We have some really smart people at some of our companies. The trouble is, there's more than one kind of smart; when everyone settles on the idea that their kind of smart is the only kind, bad things can happen.
There is a kind of smart that tends to be really successful in normal worldly terms. This kind of smart is highly verbal, good at communication and interaction. You see loads of these people at prestigious schools, elite institutions, and so on. They are quick on their (verbal) feet and subtle. They know how to shift tone, when to get personal and how much, and when to bring in what kinds of facts and references into a conversation. Get a group of these folks together, and you can just sit back and watch the maneuvering as they attempt to establish hierarchy among themselves.

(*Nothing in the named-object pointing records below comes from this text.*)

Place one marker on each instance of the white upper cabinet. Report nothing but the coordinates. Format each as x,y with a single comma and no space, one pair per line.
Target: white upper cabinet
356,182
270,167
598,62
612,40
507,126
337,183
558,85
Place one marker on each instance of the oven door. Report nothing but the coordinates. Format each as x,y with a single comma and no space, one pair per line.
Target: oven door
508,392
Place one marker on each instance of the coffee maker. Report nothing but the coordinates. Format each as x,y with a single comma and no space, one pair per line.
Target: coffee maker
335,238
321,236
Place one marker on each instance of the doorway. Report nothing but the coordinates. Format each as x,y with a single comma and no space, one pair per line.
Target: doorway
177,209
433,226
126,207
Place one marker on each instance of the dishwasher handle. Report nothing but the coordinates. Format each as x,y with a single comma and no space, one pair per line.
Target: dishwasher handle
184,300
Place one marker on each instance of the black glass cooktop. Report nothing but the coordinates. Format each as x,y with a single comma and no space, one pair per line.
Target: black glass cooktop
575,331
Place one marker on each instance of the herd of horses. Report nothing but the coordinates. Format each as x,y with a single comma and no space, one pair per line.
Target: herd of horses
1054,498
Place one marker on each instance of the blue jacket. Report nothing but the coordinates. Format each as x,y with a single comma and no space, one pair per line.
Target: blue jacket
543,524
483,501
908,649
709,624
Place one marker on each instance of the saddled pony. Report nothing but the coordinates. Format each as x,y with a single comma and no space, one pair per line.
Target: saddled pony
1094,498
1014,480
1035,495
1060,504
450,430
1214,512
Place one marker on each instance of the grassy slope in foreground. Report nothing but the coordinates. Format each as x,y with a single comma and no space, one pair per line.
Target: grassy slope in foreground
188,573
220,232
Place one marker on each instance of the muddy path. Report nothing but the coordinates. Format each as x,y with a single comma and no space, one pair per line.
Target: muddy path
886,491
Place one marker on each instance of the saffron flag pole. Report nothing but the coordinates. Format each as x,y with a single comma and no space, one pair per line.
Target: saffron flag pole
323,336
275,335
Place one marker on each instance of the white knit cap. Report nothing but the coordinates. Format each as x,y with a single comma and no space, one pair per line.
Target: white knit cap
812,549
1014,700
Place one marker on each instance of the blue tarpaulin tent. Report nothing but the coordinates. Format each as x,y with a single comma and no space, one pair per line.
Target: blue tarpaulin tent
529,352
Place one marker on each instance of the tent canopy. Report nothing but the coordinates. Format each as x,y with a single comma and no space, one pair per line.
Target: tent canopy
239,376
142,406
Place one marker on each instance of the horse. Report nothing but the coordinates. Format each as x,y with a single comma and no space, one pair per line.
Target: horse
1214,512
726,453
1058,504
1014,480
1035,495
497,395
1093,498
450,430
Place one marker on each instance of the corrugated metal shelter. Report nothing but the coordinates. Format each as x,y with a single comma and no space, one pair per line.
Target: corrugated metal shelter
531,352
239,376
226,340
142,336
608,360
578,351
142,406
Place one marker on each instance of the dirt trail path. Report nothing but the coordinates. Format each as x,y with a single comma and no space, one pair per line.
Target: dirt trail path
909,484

What happens to this kind of smart people? They tend to climb organizational hierarchies really well, particularly since their elite institutional training gives them a head start. They do the "important, strategic" work; they hire people to do the regular work.
I fully accept this kind of "mainstream elite" as a kind of smart. But it's not the only kind.
One of the kinds of smart that I particularly value is often called "nerdy." An extreme view of the contrast between "talk-y, strategic, people-smart" and nerdy was nicely put today by a nerd's nerd. Here is the start of an interview with Temple Grandin:
'Who do you think made the first stone spear?" asks Temple Grandin. "That wasn't the yakkity yaks sitting around the campfire. It was some Aspberger sitting in the back of a cave figuring out how to chip rocks into spearheads. Without some autistic traits you wouldn't even have a recording device to record this conversation on."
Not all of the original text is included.